/ 15 October 2005

Pakistan quake death toll soars to 38 000

Pakistan said on Saturday the death toll from the region’s massive earthquake has reached 38 000 people, a jump of 13 000, with about 3,3-million people homeless ahead of the Himalayan winter.

Interior Minister Aftab Sherpao said 38 000 people were dead and 62 000 people were injured one week after the earthquake of 7,6 on the Richter scale ravaged the northern mountains of South Asia.

”There are 38 000 dead in the earthquake,” Sherpao said.

”It may still go up,” he said. ”It is a colossal tragedy.”

The number of homeless was far up from the previous estimate of 2,5-million. Officials had earlier put the death toll at 25 000 and the injured at 63 000.

”Some 3,3-million people have been made homeless.
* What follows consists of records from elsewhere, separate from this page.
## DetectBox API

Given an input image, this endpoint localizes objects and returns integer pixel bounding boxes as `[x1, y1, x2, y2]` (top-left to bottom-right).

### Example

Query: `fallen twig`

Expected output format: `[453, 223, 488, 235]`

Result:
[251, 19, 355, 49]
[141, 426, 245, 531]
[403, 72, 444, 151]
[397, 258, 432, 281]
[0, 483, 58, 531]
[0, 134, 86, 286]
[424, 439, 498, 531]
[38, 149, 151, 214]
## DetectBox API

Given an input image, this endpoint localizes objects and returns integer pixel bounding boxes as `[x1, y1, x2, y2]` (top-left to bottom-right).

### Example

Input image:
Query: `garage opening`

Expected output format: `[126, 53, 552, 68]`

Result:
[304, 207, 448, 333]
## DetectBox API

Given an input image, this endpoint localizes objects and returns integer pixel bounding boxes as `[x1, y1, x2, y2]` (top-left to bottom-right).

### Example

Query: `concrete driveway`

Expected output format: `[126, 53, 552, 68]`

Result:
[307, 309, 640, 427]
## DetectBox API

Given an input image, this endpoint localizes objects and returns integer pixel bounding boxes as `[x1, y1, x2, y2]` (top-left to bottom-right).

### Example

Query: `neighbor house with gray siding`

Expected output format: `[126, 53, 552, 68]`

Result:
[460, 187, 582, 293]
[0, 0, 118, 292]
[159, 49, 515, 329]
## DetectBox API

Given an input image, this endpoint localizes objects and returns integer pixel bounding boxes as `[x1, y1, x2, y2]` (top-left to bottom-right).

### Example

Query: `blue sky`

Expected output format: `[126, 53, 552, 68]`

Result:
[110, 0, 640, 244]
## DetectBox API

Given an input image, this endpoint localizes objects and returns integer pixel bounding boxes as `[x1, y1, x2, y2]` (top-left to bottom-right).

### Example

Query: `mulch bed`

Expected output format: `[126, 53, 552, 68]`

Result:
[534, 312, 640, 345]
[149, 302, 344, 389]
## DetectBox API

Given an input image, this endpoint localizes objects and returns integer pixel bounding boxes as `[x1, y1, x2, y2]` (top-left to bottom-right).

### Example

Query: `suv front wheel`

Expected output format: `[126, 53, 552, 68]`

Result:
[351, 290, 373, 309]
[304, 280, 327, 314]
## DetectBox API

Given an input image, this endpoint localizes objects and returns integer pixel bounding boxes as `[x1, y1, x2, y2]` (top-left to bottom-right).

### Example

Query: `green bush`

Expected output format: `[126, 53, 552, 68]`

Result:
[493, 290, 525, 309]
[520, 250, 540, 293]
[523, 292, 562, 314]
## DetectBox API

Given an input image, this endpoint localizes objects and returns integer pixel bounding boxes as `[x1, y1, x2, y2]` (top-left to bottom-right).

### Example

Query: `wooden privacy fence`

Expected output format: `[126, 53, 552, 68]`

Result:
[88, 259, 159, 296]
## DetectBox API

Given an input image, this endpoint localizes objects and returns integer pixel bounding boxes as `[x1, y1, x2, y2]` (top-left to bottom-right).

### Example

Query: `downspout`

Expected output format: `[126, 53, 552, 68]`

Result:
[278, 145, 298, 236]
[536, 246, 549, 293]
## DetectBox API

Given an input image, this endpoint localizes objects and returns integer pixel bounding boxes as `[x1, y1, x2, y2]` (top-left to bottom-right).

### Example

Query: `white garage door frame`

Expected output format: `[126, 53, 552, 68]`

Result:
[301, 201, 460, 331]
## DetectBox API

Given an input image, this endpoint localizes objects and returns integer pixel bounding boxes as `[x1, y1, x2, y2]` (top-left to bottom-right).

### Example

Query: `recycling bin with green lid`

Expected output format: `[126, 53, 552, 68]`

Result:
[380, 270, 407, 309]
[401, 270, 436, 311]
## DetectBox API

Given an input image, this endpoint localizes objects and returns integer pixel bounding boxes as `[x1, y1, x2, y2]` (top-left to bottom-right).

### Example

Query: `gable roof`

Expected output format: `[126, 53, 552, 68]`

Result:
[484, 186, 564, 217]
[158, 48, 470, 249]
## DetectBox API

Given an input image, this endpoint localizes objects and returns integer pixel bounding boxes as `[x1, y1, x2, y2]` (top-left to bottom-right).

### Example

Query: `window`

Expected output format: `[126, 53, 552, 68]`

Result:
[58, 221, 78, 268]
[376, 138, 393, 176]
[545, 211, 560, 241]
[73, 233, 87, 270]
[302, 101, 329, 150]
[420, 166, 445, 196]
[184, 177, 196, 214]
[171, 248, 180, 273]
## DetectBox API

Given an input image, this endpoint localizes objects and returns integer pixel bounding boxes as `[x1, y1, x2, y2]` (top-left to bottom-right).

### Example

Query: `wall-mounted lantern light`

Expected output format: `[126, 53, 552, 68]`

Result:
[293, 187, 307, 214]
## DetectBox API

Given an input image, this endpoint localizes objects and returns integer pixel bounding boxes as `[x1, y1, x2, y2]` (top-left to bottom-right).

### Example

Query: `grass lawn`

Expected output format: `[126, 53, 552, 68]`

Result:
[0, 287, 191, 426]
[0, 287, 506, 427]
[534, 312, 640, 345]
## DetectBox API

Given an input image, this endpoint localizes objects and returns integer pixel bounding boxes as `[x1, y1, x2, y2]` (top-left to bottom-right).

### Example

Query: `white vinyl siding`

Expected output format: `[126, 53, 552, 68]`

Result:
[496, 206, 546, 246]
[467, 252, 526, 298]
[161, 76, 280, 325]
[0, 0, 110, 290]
Their houses have either been destroyed or damaged,” Sherpao said.

The October 8 earthquake also ravaged the Indian side of divided Kashmir, killing 1 329 people there, according to Indian police.

Sherpao gave the new toll as the relief effort for Pakistan’s worst natural disaster to date was hampered again by poor weather.

Heavy rain brought misery to victims and presented another obstacle for soldiers and aid agencies racing against time to get food, blankets and shelter to remote mountain villages.

Rescue operations were all but abandoned on Friday as hopes of finding anyone alive in the rubble faded, allowing bulldozers to move in and demolish the piles of wreckage across Pakistani Kashmir.

The Pakistani military has not called off an end to the search, but the top United Nations relief official Jan Egeland said on Friday the ”cruel reality” was that more survivors were unlikely to be found.

Egeland said the rush of aid could hinder relief for the most desperate survivors, as so many trucks were trying to get through a road network that was torn to pieces by the massive quake.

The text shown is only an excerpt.